Le dimanche de Pâques, le 8 avril, après les offices avec le Frère Scalia à l’église St John the Beloved (St Jean l’aimé) à McLean, Virginie, je fais la connaissance d’un jeune avocat sympathique et de sa charmante famille. Quand il entend mon nom, il me dit que mes livres First Things and Natural Rights & the Right to Choose (Premières choses et droits naturels & Le droit de choisir) l’ont amené à l’Eglise.
J’avais entendu cette histoire avant, par d’anciens élèves qui étaient revenus à l’Eglise ou y avaient été attirés, avant même que j’y sois venu moi-même. Et, de nouveau, d’une manière merveilleuse, c’était la loi naturelle qui nous ramenait chez nous.

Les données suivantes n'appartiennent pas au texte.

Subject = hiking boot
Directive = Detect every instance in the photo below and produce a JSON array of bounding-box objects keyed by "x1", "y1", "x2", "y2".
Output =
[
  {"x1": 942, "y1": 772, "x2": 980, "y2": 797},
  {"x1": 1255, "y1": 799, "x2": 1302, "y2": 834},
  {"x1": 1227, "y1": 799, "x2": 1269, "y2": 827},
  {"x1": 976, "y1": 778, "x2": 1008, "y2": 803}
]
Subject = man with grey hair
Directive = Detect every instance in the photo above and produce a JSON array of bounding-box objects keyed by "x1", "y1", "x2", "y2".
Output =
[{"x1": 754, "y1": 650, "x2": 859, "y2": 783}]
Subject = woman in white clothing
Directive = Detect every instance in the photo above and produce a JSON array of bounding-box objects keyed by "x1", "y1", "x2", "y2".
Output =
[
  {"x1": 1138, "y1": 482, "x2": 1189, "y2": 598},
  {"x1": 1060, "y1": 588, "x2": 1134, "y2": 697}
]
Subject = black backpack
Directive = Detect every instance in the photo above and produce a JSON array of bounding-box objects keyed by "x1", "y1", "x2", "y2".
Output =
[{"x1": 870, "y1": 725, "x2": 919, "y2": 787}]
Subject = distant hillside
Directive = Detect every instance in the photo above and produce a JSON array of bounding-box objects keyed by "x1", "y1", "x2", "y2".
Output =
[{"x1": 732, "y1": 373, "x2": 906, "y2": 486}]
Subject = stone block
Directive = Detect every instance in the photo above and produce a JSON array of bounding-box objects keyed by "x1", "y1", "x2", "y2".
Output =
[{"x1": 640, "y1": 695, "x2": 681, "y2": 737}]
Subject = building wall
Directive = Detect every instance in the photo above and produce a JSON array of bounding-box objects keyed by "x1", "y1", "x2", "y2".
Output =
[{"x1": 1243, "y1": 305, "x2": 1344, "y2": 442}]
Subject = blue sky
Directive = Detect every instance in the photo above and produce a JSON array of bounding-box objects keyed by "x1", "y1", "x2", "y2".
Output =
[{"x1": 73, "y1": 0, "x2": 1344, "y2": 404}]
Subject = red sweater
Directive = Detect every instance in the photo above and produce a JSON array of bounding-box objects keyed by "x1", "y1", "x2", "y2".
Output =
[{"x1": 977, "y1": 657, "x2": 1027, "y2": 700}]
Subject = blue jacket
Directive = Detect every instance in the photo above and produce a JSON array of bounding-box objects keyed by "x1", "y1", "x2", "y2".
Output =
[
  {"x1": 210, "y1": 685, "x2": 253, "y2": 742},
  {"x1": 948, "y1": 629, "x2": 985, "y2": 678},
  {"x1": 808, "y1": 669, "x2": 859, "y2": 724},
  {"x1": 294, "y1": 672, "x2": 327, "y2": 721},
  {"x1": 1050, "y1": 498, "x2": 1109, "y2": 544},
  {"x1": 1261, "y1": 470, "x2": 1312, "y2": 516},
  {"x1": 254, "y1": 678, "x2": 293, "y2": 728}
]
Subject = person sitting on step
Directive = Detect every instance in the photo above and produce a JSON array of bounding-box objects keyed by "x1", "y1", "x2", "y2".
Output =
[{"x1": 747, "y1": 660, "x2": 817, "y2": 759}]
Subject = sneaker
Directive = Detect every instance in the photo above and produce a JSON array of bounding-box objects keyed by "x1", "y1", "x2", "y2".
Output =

Hadley Arkes est titulaire de la chaire Edward N. Ney, comme professeur de jurisprudence à Amherst College (l’université de Amherst) et directeur du Centre de Claremont pour la jurisprudence de la loi naturelle à Washington, D.C. Son dernier livre est Constitutional Illusions & Anchoring Truths: The Touchstone of the Natural Law ( Illusions constitutionnelles et vérités ancrées : la pierre de touche de la loi naturelle.)